PRE-084誘発性のBiP-シグマ-1受容体複合体の解離に対するフェンフルラミンの作用

PRE-084誘発性のBiP-シグマ-1受容体複合体の解離に対するフェンフルラミンの作用

④ナトリウムチャネル電流に対する作用41)

41)日本新薬株式会社 社内資料(承認時評価資料):ナトリウムチャネル電流に対する作用

フェンフルラミン、ノルフェンフルラミン及びこれらの光学異性体(0.37~30μmol/L)の、8種類のナトリウムチャネル電流(hNav1.1、hNav1.2、hNav1.3、hNav1.4、hNav1.5、hNav1.6、hNav1.7及びhNav1.8)に対するIC50値をパッチクランプ法により検討した。
フェンフルラミン(l体)、ノルフェンフルラミン(ラセミ体及び各光学異性体)は、hNav1.5チャネル活性を変化させ、IC50値は21.9~39.2μmol/Lであった。

⑤プロラクチン及びコルチコステロン分泌に対する作用42)

42)Van de Kar LD, et al., Neuroendocrinology. 1985; 41: 283-8

SDラットにフェンフルラミンを腹腔内投与し、プロラクチン及びコルチコステロンに対する作用を検討した。
フェンフルラミンの用量依存的に血漿中プロラクチン及びコルチコステロン濃度が上昇し、投与30分後にプロラクチン濃度、投与2時間後にコルチコステロン濃度が最大値を示した。フェンフルラミン(5mg/kg)の腹腔内投与30分前に、SSRIであるindalpine(10mg/kg)を腹腔内投与した場合、indalpineはフェンフルラミンによる血漿中プロラクチン濃度上昇作用を阻害した(p<0.05、ANOVA及びDuncan新多重範囲検定)が、血漿中コルチコステロン濃度には影響しなかった。また、フェンフルラミン(2mg/kg)の腹腔内投与1時間前に、L-トリプトファン(100mg/kg)を腹腔内投与した場合、フェンフルラミンによる血漿中プロラクチン濃度上昇作用を増強した(p<0.05、ANOVA及びDuncan新多重範囲検定)が、コルチコステロン濃度には影響しなかった。

2. In vivo試験

  1. ①ゼブラフィッシュモデルに対する作用

    • 1-1:てんかんの発作頻度及び持続時間に対するセロトニンアゴニスト作用33)
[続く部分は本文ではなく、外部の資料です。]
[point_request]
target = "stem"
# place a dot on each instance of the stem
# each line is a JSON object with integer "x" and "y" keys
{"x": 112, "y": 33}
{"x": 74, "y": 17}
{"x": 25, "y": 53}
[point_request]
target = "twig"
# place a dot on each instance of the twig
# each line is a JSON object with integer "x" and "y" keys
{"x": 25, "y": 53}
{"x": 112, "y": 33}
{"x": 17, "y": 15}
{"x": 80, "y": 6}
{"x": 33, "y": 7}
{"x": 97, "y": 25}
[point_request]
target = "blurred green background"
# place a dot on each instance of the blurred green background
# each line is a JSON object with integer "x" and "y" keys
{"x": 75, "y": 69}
      33)Sourbron J, et al., ACS Chem Neurosci. 2016; 7: 588-98

      フェンフルラミン及び5-HT1D、5-HT2A、5-HT2C受容体アゴニストは、Dravet症候群のゼブラフィッシュモデルにおけるてんかんの発作頻度及び持続時間を減少させた(フェンフルラミン、5-HT1D:p<0.001、5-HT2A、5-HT2C:p<0.0001、Mann-Whitney検定)。

      方法:受精後6日のscn1Lab-/-遺伝子変異を有するゼブラフィッシュ幼生(各群n≧8)を溶媒又は各化合物(5-HT1D、5-HT1E、5-HT2A、5-HT2B、5-HT2C、5-HT7受容体アゴニスト及びフェンフルラミン)で22hrインキュベートし、受精後7日に2%低融点アガロース(麻酔薬不使用)で固定した。ガラス電極を前脳に挿入し、てんかんの発作頻度及び持続時間を記録した。

      • SCN1A遺伝子を改変することにより、その機能を欠失させて作製されたゼブラフィッシュ(scn1Lab-/-遺伝子変異)。Dravet症候群患者の約80%はSCN1A遺伝子にこの変異を有している。
    • 1-2:フェンフルラミンのてんかんの発作頻度及び持続時間抑制作用に対するセロトニンアンタゴニストの作用34)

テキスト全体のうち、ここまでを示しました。